The credit card scam is only the latest in a growing arsenal of weapons used by the rich to reduce their taxes. You or I couldn’t get away with it, because our employer reports our wages to the Government. But the IRS depends on the “honesty” of business owners and high-paid professionals to collect their taxes.

Of course, if the IRS checks those tax returns, the cheaters might get caught. But there’s not much chance of that. Only one of 160 returns is audited, according to the Times. Manhattan, the richest district in the country, has only 23 tax auditors, one-sixth of the 150 who used to be on the payroll.

There are also plenty of rich people who don’t even bother to file tax returns. The IRS doesn’t pay much attention to them, either.

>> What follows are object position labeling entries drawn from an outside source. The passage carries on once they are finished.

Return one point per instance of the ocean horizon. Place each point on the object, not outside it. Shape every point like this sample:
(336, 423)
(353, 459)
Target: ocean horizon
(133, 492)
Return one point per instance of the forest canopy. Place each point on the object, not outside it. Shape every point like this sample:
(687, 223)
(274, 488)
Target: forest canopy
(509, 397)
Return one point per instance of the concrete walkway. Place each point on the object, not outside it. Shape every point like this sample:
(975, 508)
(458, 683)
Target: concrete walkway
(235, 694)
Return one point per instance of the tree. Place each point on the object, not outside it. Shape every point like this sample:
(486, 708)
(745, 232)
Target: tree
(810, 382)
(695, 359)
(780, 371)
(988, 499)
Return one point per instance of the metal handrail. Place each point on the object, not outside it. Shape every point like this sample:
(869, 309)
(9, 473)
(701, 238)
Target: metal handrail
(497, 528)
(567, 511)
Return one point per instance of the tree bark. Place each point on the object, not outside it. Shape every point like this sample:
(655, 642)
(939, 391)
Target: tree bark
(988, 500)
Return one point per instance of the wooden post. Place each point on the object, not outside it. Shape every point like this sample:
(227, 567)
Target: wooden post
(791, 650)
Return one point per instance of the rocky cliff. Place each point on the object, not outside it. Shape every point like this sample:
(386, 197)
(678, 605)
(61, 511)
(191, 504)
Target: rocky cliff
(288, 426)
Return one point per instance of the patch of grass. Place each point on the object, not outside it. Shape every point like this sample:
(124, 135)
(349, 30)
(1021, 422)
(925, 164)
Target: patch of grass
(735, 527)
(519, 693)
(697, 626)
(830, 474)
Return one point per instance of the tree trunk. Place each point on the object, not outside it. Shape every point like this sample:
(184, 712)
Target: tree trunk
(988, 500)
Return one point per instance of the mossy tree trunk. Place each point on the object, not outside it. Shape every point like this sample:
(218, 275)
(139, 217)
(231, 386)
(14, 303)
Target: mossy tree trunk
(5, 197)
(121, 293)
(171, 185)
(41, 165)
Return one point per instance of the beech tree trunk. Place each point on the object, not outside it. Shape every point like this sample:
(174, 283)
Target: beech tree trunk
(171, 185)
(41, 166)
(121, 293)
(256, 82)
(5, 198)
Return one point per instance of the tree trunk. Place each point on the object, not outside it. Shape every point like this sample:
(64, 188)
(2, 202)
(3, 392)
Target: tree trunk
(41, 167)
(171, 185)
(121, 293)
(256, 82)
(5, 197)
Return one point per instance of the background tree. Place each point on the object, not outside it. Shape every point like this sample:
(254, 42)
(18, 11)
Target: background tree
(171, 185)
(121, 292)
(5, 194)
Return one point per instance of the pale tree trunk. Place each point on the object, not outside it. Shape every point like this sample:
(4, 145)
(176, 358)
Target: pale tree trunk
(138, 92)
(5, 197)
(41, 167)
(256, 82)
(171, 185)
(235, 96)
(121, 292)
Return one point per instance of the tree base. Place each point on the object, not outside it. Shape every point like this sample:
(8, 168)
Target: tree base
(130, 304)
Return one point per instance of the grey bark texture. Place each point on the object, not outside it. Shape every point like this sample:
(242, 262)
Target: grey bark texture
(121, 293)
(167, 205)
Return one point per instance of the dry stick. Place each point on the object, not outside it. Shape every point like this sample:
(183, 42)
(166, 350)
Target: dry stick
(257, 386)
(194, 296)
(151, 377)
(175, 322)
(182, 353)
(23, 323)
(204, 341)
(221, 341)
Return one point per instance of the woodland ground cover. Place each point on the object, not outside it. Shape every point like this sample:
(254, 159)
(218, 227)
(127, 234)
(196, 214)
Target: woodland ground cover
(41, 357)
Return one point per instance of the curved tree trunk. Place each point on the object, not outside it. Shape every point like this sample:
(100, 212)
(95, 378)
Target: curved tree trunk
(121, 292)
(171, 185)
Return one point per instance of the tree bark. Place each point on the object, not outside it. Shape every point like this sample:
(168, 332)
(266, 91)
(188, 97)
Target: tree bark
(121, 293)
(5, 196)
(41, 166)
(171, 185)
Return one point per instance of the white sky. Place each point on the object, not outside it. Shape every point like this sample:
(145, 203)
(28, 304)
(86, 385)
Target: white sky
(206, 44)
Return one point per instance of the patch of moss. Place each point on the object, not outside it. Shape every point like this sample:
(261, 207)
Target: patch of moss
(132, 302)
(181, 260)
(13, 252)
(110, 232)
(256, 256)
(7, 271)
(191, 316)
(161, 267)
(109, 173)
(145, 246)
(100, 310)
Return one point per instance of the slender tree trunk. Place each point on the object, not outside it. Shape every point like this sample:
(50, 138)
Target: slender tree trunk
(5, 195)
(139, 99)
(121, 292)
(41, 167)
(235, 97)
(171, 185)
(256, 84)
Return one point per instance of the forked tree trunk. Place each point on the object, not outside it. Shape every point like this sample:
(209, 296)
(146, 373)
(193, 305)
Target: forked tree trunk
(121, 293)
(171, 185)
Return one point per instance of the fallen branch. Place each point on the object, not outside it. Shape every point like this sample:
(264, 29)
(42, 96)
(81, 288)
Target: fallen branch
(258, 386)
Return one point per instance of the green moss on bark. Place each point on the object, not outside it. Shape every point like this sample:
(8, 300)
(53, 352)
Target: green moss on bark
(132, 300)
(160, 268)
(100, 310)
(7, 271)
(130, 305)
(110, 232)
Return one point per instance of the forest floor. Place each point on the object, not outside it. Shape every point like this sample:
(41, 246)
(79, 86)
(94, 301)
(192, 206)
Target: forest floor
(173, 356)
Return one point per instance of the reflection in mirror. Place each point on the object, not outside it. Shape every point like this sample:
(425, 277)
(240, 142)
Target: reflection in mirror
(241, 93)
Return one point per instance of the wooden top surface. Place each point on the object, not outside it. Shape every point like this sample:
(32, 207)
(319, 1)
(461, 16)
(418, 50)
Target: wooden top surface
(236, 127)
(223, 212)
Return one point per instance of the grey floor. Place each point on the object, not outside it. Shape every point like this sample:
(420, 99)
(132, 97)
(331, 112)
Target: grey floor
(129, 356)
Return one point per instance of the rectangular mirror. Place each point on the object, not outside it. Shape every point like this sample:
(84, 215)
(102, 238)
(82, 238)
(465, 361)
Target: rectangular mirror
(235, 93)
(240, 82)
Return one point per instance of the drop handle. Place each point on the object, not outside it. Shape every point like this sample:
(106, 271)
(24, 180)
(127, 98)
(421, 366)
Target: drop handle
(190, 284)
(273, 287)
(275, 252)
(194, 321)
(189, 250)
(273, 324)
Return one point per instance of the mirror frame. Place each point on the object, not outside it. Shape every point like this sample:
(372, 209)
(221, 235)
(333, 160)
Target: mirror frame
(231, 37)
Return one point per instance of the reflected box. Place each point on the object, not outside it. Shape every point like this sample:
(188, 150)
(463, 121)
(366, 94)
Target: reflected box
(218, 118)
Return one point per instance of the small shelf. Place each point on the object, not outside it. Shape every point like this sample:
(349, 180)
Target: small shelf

How come? Because Congress has sharply reduced the IRS’ budget for tax enforcement. And the few auditors that remain have been ordered to go after low-wage workers instead of the high rollers. When rich people get caught cheating, they hire special tax lawyers who make a deal to pay the IRS pennies on the dollar. But working people can be subjected to years of wage garnishments to recover penalties and interest from minor errors.

Illegal tax-dodging schemes cost billions of dollars every year – money that could be spent on education, health care, etc. But the biggest rip-offs are perfectly legal.

For forty years, the rich have been getting loopholes and rate reductions that have cut their income taxes again and again. You and I get little benefit from these tax cuts – and other taxes that we pay, like payroll tax, property and sales tax, keep going up.

For example, the capital gains tax cut of 1997 most of all favored the 400 richest Americans, according to Times. They paid 22 percent of their income in taxes in 1998, down from 30 percent in 1994. That’s the kind of special treatment that enabled Ken Lay and other Enron officers, after looting their company (and consumers), to pay lower taxes on the loot. When Al Capone tried that, he went to jail!

A year ago, Congress passed another round of tax cuts for the rich. Most of these will take effect in the next three years, although Bush is trying to speed them up before mass opposition has time to build.

All this adds up. Rich households are supposed to pay 39 percent of anything they make over $288,000 per year. If all the legal and illegal tricks were stopped so they really paid at that rate, it would bring in an estimated $100 billion per year.

Until the 1970s, the top income tax rate was just over 70 percent. If that rate was restored for rich people’s income over $500,000, Federal revenues would increase more than $270 billion per year. That would be enough to eliminate all tax on incomes under $50,000 per year, and reduce the tax by an average of 50 percent on incomes between $50,000 and $100,000, and still leave $40 billion to spend on human needs.

A pro-worker tax program: Close the loopholes! Tax the rich! Get the IRS off the backs of working people, and put them to work catching, fining and jailing the millionaire tax dodgers! And this November, defeat candidates that support George Bush and his gang of corporate crooks!